Figure 5. SHAP explanation force plots (A) and decision plot (B) of patient No. 1 (NO-DPC). SHAP explanation force plots (C) and decision plot (D) of Patient No. 2 (DPC). The force plots illustrate the individual feature contributions to class classification (prediction paths). The decision plot demonstrates how each feature contributes to the transition of the decision score from the base value to the classifier's predicted value. PAP, pulmonary artery pressure.
Child 1 was a male admitted at 36 months of age, with a weight of 14.7 kg and a pre-intervention platelet count of 471 × 109/L. Echocardiography revealed a 2 mm size of defect and a pulmonary valve velocity of 0.8 m/s. During the procedure, the catheter-measured systolic PAP was 23 mmHg and the mean PAP was 18 mmHg. The patient underwent successful PDA closure with a 4–6 mm ADO occluder, resulting in no residual shunt. However, a decline of 18% in platelet count was observed compared with the pre-procedure levels. The RF model predicted a risk of 0.16 for post-intervention DPC for this patient, with systolic PAP, size of defect, weight and pulmonary valve velocity showing significant contributions to the model.

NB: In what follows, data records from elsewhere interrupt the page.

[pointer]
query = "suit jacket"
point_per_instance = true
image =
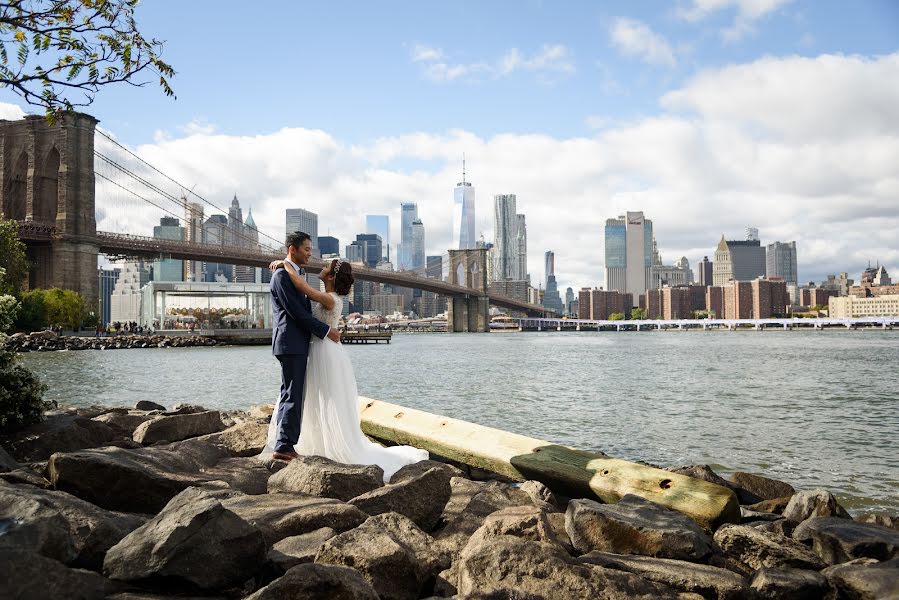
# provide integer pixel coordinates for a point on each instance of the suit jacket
(292, 315)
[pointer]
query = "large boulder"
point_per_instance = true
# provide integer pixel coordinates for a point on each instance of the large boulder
(865, 579)
(60, 526)
(421, 498)
(60, 432)
(758, 549)
(635, 526)
(279, 516)
(315, 581)
(194, 539)
(512, 567)
(141, 480)
(813, 503)
(788, 584)
(28, 576)
(840, 540)
(177, 427)
(708, 581)
(242, 439)
(320, 476)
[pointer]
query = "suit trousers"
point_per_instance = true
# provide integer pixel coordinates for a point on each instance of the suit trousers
(290, 408)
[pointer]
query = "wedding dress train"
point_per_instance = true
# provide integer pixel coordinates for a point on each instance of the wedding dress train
(330, 425)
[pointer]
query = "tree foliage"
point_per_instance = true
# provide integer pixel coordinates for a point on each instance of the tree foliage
(58, 53)
(12, 258)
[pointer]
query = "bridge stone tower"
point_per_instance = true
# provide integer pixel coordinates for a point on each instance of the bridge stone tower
(47, 177)
(469, 313)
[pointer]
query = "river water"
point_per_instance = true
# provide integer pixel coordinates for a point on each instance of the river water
(813, 408)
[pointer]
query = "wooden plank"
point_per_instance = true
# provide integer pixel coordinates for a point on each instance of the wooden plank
(572, 472)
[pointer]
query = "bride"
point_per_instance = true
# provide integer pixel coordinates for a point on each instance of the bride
(330, 424)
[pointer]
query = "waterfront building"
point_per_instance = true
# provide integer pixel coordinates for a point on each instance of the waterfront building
(505, 238)
(328, 245)
(704, 271)
(193, 233)
(464, 214)
(551, 298)
(629, 251)
(379, 224)
(417, 247)
(408, 215)
(780, 261)
(168, 269)
(872, 306)
(738, 260)
(107, 279)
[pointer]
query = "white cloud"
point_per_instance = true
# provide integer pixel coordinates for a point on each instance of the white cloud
(634, 38)
(803, 149)
(747, 13)
(549, 59)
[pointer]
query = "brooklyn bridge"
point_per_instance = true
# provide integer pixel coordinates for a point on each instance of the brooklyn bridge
(50, 175)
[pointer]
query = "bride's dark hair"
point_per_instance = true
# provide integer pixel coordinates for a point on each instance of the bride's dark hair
(343, 279)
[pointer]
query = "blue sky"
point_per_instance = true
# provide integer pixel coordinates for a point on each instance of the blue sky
(708, 115)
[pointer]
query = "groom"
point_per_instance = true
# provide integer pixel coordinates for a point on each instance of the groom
(291, 332)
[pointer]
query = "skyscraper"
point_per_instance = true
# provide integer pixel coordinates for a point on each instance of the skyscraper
(464, 214)
(408, 214)
(505, 234)
(629, 252)
(781, 262)
(379, 224)
(417, 258)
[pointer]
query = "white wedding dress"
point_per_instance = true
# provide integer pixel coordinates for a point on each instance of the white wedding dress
(330, 425)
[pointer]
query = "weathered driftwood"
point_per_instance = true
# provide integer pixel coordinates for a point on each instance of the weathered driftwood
(572, 472)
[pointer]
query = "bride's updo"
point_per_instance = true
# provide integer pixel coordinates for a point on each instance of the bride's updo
(343, 277)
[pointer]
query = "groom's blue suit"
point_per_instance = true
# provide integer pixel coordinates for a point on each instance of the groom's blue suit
(291, 331)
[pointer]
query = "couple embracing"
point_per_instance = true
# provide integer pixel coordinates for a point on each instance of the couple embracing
(317, 413)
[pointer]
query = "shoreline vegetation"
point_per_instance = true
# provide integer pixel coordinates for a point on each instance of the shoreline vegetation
(148, 502)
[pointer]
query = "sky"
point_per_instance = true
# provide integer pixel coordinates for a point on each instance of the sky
(710, 116)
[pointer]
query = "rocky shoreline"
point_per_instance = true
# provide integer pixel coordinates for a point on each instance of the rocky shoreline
(146, 503)
(47, 341)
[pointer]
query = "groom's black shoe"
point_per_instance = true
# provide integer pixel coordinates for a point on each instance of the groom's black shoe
(287, 455)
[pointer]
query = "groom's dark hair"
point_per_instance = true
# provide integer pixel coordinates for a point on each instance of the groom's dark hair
(297, 238)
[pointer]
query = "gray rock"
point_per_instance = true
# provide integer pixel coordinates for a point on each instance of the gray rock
(60, 526)
(316, 582)
(28, 576)
(177, 427)
(141, 480)
(194, 539)
(838, 540)
(813, 503)
(299, 549)
(58, 433)
(7, 462)
(244, 439)
(391, 568)
(709, 582)
(126, 422)
(147, 405)
(758, 488)
(865, 579)
(322, 477)
(788, 584)
(635, 526)
(511, 567)
(759, 549)
(279, 516)
(421, 498)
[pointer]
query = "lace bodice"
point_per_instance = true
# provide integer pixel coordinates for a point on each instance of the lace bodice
(330, 317)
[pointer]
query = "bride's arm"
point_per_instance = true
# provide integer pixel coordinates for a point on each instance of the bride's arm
(326, 300)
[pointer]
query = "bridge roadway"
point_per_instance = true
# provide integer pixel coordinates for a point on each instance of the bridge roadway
(541, 324)
(120, 244)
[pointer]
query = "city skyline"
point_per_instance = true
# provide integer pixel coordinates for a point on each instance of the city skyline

Child 2 was a male admitted at 60 months of age, with a weight of 14.2 kg and a pre-intervention platelet count of 220 × 109/L. Echocardiography revealed a 5.2 mm size of defect, a pulmonary valve velocity of 1.3 m/s and a moderate-to-severe PAH. During the procedure, the catheter-measured systolic PAP was 64 mmHg and the mean PAP was 51 mmHg, both indicating moderate-to-severe PAH. The child underwent PDA closure with a 14 mm ADO occluder, resulting in residual shunt with a flow velocity of 2.4 m/s. The post-intervention platelet count reached a minimum value of 31 × 109/L, accompanied by bleeding in the gums and skin. However, no visceral bleeding was observed. After treatment with vitamin K injections, haemostatic agents and vitamin C injections, the platelet count recovered to 64 × 109/L after 10 days. The RF model predicted a risk of 0.61 for post-intervention DPC for this child, with size of defect, systolic PAP, pulmonary valve velocity and mean PAP showing significant contributions to the model. In actuality, this patient experienced severe platelet decline, decreasing by 85.9% compared with the pre-procedure baseline value.

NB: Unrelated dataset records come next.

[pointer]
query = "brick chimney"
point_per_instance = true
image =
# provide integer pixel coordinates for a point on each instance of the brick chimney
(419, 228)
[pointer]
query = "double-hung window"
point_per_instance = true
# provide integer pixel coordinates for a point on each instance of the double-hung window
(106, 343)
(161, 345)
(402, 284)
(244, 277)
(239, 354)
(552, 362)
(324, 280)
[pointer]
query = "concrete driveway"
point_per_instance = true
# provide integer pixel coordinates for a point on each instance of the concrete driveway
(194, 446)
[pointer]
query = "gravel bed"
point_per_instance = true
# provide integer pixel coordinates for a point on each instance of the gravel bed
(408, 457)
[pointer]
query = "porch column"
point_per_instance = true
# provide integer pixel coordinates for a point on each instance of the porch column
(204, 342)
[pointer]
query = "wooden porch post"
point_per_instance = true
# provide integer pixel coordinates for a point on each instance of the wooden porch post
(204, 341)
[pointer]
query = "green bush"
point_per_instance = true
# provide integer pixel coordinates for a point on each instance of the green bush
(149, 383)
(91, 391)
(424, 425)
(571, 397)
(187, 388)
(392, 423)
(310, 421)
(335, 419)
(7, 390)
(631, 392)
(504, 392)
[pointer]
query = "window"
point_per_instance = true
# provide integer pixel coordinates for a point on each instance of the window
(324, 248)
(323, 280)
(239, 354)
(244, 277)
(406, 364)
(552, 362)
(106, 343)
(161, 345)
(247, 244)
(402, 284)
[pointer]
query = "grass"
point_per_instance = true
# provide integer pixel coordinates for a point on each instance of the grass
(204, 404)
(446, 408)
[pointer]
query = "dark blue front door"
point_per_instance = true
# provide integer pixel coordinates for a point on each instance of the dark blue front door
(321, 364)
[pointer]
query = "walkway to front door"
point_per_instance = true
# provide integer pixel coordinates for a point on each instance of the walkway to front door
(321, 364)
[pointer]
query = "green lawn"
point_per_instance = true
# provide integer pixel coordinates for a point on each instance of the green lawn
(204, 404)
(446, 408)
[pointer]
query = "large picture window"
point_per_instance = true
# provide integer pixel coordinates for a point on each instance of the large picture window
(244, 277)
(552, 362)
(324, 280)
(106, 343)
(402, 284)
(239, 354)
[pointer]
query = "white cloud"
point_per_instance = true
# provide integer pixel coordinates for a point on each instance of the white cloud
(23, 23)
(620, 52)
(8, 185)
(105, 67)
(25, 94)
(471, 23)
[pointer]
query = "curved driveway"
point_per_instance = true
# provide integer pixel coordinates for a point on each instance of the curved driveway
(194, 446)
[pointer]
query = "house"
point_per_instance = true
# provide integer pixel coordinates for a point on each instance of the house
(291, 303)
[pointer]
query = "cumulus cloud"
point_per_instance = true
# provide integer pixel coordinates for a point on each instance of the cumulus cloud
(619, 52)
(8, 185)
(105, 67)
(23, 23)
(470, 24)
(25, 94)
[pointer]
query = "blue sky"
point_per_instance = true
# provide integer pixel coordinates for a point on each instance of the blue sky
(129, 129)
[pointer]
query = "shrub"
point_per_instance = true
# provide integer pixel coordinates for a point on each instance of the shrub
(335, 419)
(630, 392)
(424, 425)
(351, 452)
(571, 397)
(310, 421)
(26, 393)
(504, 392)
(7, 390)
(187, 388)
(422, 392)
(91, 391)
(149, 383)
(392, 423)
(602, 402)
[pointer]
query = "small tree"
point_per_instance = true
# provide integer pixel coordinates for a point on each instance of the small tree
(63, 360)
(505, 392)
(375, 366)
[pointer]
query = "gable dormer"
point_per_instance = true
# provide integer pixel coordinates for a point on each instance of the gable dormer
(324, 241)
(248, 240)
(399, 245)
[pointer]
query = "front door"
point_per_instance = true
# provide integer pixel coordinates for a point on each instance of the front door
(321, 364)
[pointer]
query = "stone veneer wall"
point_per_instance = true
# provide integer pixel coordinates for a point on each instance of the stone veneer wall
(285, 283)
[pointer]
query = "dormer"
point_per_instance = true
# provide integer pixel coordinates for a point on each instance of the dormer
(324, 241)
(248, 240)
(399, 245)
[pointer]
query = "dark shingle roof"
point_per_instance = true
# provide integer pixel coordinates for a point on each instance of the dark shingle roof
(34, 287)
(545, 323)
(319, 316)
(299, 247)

4 DiscussionThis study aimed to develop an ML model to early predict the occurrence of DPC after intervention closure in children with PDA. Comparison of four ML models showed that the RF model performed the best and could more accurately predict post-intervention DPC. SHAP was applied for interpretation to further understand this ML model. The results revealed that the top six ranked features in the RF model were systolic PAP, size of defect, weight, mean PAP, pulmonary valve velocity and age. Larger systolic PAP, mean PAP, size of defect and pulmonary valve velocity were associated with a higher risk of post-intervention DPC, whereas older age and heavier weight were associated with a lower likelihood of DPC.

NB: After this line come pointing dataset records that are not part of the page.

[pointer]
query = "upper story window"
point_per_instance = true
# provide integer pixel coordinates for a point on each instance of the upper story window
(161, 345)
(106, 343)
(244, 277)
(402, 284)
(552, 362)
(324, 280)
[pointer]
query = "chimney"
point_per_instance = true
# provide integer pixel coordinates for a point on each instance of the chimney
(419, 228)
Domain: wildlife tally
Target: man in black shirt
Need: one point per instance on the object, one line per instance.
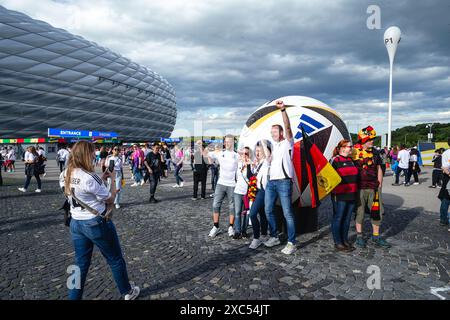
(153, 162)
(200, 168)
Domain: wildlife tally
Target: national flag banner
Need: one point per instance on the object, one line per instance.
(313, 170)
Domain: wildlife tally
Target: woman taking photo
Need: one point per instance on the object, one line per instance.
(344, 195)
(88, 196)
(31, 158)
(118, 172)
(103, 156)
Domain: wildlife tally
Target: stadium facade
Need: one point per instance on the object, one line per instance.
(53, 79)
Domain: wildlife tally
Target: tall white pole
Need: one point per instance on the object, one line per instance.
(392, 38)
(390, 106)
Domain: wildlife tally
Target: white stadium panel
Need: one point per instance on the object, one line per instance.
(51, 78)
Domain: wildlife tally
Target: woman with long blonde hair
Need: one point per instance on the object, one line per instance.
(88, 195)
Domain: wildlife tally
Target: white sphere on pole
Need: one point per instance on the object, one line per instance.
(392, 37)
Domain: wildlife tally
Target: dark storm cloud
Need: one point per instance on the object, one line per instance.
(235, 55)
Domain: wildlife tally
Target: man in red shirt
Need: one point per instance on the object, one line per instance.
(368, 161)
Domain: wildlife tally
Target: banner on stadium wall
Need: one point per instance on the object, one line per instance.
(171, 140)
(68, 133)
(24, 140)
(427, 150)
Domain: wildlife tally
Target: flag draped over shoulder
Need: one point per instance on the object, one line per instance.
(314, 170)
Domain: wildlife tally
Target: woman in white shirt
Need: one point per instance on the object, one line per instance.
(260, 169)
(88, 195)
(118, 171)
(243, 175)
(11, 159)
(31, 158)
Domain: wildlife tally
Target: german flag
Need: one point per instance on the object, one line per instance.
(312, 168)
(375, 209)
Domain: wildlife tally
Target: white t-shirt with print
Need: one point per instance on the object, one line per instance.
(446, 159)
(241, 177)
(63, 154)
(90, 189)
(281, 166)
(261, 177)
(404, 157)
(29, 156)
(228, 161)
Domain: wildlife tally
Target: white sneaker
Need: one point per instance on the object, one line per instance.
(255, 244)
(133, 294)
(289, 249)
(272, 242)
(214, 232)
(230, 231)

Post-intervention DPC in children with PDA has drawn clinical attention but the underlying mechanisms remain unclear. A survey involving 299 patients with congenital heart disease found that 135 of them experienced platelet decline, including 10 cases of severe decline (<50 × 109/L), with two cases exhibiting major bleeding. However, all patients survived. Further analysis suggested that size of occluder, residual shunt, mean PAP and age were independent risk factors for post-intervention DPC (18). Another study involving 1,581 patients with PDA confirmed size of defect and residual shunt as independent risk factors for post-intervention DPC (3). Zhou et al. found that amongst 336 patients with congenital heart disease, 21 experienced severe platelet decline and the size of occluder and post-intervention residual shunt were independent influencing factors. Additionally, bone marrow puncture was performed on four patients with platelet count <50 × 109/L after congenital heart disease intervention closure, showing that the mechanism of DPC was due to excessive platelet consumption rather than decreased platelet production (19). Although the risk of post-intervention DPC in children with congenital heart disease is low, the severity of such decline may lead to significant bleeding, making early prediction crucial. Currently, there are no reports on whether early intervention for thrombocytopenia can significantly improve clinical prognosis. Future research should focus on multi-center, large-scale prospective studies to further validate the impact of early prediction and intervention for thrombocytopenia on clinical outcomes.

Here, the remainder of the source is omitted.